Я быстро подошел к нему и поздоровался. «Откуда эта история, которую вы мне недавно рассказали? — спросил он. — Из книги?» — «Да», — ответил я печально. «Ученые погребли ее там, когда она умерла, но это случилось недавно. Еще сто лет назад она жила, совсем беззаботно, на многих устах. Но эти тяжеловесные слова, что сейчас употребляют люди, слова, которые не поются, были чужды ей и лишали ее одних уст за другими, так что она, сокращенная и обедненная, доживала свой век на немногих пересохших губах, как в захудалом вдовьем именье. Там она и умерла, не оставив после себя наследников, и была похоронена, как я уже сказал, со всеми почестями в какой-то книге, где уже лежали ее родственники».

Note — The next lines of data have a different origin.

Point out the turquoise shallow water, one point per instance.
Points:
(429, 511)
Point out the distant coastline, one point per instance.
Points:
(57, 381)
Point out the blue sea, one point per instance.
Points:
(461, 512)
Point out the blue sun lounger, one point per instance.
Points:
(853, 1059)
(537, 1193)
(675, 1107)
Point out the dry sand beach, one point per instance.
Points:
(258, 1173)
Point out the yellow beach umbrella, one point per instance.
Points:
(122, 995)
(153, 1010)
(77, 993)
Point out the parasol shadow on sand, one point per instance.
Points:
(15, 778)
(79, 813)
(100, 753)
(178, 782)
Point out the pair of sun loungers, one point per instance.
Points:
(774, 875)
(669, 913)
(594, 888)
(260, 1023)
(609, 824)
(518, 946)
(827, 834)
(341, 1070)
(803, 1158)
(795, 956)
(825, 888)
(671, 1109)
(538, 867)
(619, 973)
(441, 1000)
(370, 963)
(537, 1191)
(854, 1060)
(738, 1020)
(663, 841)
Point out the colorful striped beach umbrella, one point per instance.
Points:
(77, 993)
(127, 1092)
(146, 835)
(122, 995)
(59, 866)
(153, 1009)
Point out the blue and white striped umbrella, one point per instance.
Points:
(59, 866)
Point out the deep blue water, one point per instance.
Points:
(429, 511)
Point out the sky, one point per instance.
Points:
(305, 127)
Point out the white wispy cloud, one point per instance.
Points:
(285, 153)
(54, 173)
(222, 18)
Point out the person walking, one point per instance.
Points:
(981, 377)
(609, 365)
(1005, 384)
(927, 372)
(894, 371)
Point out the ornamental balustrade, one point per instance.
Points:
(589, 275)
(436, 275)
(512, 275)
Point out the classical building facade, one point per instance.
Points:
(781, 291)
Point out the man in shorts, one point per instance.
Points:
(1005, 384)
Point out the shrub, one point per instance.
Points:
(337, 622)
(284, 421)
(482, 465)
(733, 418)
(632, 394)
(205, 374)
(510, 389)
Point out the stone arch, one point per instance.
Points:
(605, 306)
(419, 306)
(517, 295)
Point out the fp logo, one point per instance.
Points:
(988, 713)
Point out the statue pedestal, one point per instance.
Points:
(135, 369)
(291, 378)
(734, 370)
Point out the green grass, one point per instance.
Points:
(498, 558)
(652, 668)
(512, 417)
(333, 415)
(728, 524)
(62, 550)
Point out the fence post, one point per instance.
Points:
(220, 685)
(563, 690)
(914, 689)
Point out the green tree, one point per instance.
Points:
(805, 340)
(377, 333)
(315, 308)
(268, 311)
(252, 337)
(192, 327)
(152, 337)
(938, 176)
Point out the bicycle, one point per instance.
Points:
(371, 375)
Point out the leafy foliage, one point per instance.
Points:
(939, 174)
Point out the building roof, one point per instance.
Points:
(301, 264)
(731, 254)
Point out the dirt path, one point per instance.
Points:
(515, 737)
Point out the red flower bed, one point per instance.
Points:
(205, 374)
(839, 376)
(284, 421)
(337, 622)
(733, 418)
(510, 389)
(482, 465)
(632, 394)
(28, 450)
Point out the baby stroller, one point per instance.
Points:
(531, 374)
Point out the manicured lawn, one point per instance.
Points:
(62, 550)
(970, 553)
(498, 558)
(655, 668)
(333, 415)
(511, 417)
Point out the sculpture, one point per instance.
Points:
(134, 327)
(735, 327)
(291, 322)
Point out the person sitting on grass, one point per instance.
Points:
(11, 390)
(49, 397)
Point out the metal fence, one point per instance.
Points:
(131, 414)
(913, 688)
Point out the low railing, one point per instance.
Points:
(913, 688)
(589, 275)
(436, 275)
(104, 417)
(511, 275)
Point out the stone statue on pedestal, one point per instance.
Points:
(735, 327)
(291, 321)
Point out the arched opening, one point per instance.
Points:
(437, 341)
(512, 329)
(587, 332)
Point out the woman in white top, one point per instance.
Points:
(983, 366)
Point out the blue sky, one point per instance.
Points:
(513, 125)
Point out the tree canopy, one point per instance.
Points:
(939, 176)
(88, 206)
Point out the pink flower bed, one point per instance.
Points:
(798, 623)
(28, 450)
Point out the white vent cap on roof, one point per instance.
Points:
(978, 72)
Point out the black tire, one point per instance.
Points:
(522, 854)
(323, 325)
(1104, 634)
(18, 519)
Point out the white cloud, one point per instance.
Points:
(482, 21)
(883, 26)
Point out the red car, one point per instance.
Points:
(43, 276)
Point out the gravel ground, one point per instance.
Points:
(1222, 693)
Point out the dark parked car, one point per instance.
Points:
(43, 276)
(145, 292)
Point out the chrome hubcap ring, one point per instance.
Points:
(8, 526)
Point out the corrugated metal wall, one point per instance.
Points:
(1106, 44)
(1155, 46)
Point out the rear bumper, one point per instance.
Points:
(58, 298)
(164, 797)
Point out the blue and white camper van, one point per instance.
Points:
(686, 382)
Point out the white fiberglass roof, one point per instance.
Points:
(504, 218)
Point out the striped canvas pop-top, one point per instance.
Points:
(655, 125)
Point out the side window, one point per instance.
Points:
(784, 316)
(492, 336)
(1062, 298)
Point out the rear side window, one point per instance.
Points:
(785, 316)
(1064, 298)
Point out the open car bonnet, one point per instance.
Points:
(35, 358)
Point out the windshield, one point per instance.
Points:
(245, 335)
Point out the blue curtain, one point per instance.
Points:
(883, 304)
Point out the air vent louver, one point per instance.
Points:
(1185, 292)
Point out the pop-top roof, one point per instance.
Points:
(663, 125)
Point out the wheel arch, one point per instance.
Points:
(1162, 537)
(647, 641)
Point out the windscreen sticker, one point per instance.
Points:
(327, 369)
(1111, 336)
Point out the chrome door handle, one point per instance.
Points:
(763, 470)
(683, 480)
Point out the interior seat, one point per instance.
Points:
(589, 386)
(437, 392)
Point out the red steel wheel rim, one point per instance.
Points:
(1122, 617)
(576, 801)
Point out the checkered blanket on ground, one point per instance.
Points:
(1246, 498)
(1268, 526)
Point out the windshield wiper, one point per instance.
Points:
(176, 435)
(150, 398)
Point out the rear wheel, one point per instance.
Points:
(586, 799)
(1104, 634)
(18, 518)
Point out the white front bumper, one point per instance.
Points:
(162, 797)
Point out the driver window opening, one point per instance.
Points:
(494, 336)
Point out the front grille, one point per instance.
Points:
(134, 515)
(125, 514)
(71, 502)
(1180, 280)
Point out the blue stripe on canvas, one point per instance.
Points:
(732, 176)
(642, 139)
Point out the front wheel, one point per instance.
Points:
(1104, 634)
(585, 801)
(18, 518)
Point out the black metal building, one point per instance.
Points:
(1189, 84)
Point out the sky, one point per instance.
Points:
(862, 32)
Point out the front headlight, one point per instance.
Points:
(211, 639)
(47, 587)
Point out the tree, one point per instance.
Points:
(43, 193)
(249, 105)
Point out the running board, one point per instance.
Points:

«И она была очень стара, когда умерла?» — опросил мой друг, войдя в тон. «От четырехсот до пятисот лет», — сообщил я. «Некоторые из ее родственников достигали гораздо более почтенного возраста». — «Как, ни разу не найдя покоя в книге?» — изумился Эвальд. «Насколько мне известно, они все время переходили из уст в уста». — «И никогда не отдыхали?» — «Не совсем так. Исходя из уст певца они время от времени оставались в том или ином сердце, где тепло и темно». — «Разве люди когда-нибудь были столь тихими, чтобы песни могли почивать в их сердцах?» — Эвальд выглядел весьма недоверчивым. «По-видимому, так именно и было. Утверждают, что в те времена говорили меньше, танцевали медленно нарастающие танцы, в которых было нечто баюкающее, и, главное, люди не смеялись так громко, как это часто бывает теперь, несмотря на всеобщую высокую культуру».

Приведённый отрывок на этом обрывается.